XNK Therapeutics is a Swedish clinical stage immunotherapy company focusing its efforts on preventing and treating cancer by developing unique and individualised NK cell-based therapies. Their autologous lead drug candidate, evencaleucel, is being investigated in a phase II study in combination with Sanofi’s anti CD 38 monoclonal antibody Sarclisa (isatuximab) as consolidation therapy following stem cell transplantation in newly diagnosed multiple myeloma patients. There is also ongoing research and development targeting both haematologic malignancies and solid tumours (initially bladder cancer) in mono- and combination therapy. The company has collaborations with Sanofi and MD Andersson Cancer Center. XNK has developed a proprietary technology platform of broad utility and benefits from its tailormade GMP facility, in addition to its attractive co-location with the Karolinska Institutet and the Karolinska University Hospital.

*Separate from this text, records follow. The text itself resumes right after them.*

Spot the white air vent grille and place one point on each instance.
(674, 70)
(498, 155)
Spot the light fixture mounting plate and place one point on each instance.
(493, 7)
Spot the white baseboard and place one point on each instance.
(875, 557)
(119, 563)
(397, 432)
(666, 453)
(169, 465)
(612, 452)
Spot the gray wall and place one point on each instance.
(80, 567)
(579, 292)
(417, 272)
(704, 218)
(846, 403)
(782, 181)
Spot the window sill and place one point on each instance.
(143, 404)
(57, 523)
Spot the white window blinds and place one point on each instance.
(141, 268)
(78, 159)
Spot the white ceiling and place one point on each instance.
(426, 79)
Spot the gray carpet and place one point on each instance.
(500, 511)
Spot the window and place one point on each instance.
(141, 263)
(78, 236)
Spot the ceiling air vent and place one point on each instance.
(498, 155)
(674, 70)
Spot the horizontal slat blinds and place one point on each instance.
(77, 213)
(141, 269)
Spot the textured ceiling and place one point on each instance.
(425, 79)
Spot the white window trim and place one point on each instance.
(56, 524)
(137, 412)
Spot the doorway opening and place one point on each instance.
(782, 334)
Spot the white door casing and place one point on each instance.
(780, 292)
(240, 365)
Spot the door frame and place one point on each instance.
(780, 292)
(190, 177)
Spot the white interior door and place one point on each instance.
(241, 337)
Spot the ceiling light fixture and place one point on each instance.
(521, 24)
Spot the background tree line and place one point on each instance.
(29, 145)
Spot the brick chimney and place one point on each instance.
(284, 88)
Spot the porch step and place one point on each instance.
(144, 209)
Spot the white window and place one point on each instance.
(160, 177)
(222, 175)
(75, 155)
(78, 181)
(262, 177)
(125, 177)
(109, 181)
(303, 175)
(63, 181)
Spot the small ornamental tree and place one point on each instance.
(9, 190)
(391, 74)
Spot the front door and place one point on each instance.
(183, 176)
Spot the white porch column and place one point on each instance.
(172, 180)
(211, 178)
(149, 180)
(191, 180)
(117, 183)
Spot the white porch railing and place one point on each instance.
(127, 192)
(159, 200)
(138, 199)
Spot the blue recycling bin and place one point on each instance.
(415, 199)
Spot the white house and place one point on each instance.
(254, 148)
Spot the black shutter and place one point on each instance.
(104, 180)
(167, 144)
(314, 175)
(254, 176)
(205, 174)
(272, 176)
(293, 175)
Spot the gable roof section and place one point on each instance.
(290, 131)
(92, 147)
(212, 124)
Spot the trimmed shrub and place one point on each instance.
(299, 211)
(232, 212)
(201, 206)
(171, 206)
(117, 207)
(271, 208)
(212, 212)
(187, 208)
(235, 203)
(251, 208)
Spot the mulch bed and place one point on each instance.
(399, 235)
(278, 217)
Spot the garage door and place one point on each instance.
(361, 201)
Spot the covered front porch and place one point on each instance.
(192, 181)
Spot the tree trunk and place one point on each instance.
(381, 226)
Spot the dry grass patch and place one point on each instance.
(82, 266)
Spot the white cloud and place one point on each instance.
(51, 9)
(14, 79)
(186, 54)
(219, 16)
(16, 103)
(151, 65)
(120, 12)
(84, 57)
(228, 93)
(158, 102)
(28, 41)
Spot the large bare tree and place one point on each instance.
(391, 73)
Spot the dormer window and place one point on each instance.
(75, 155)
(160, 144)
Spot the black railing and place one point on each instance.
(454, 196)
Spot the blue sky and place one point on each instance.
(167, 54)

Xspray Pharma is a Swedish publicly listed pharmaceutical company developing improved protein kinase inhibitors (PKIs) for the treatment of cancer using an innovative technology platform. PKIs are the second largest group of drugs in oncology, whereby drug prices are high. Xspray use their innovative, patented RightSize™ technology to develop improved stable amorphous versions of marketed drugs. This allows them to gain entry as the first competitor to today’s original drugs before the secondary patents expire. The current pipeline includes improved versions of three blockbuster cancer drugs Sprycel®, Tasigna® and Inlyta® plus an undisclosed pipeline. Their lead candidate Dasynoc (XS004) has achieved bioequivalence with a 30 percent lower dose compared to the original drug, Sprycel®, and is unaffected by the pH value of the stomach. Therefore this improved version can thus be used together with omeprazole without affecting the absorption of dasatinib, which facilitates treatment of peptic ulcers while the patient is being treated for cancer. There is an ongoing litigation process with Bristol Myers Squibb relating to the IND submission of Dasynoc with the FDA, which was completely expected by the company.